Stepping into the limelight for separate, intimate “fireside chats” during the afternoon, Smith and the Federal Energy Minister, Jonathan Wilkinson, each presented their perspectives. The main crux of their discussion revolved around the mechanisms and timeline needed to make Alberta’s electricity grid net-zero.
While the Federal front held the ambition of achieving this by 2035, Smith suggested a more suitable target to be 2050. “Aligning expectations with what is feasible is paramount, she argued. “Avoid the temptation to hasten decisions for electoral gains at altars of impracticality and improbability.”
Despite Smith’s protestations, Wilkinson reiterated his confidence that the province could reach the goal by the stated target year. Following his conversation at the event, he shared that dialogue had already been fruitfully engaged with other provinces tackling similar challenges.
“Either you can staunchly decline to engage in what initially seems impossible, or you can choose to participate in the discussion,” Wilkinson championed.
Yet, Smith maintained her stand, going as far as to brand the goal as “unachievable”. Amongst an audience of clean energy advocates and environmental experts, this viewpoint was met with some derision.
“My objective is to ensure a reliable energy grid, not to pander to fanciful notions,” Smith defiantly proclaimed.

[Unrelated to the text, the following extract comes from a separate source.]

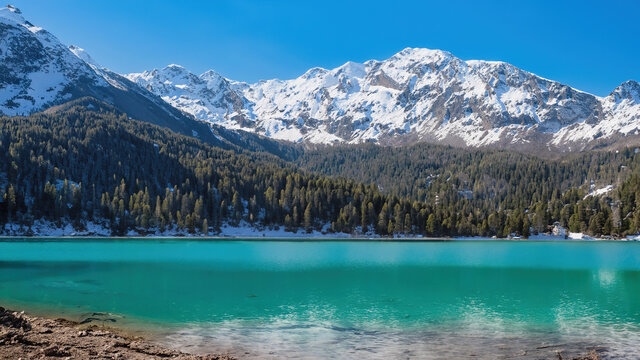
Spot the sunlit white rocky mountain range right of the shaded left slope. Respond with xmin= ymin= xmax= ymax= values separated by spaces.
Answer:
xmin=126 ymin=48 xmax=640 ymax=151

Even as she fended off criticism over discontinuing wind and solar energy projects within her province, Smith remained unyielding. Her government continues to fund advertisements in other provinces, such as Ontario, ringing alarm bells about soaring costs and possible power shortages due to the pursuit of the 2035 climate goals.
Wilkinson countered this by stressing that flexibilities could be resolved through face-to-face conversations. The Federal administration had, in August, unveiled a draft of their clean electricity regulations. The draft suggested that employing cleaner, non-emitting forms of electricity would render energy more affordable for Canadians in the long term.
Currently, dialogues are underway between both sides, exploring potential common ground on this complex issue.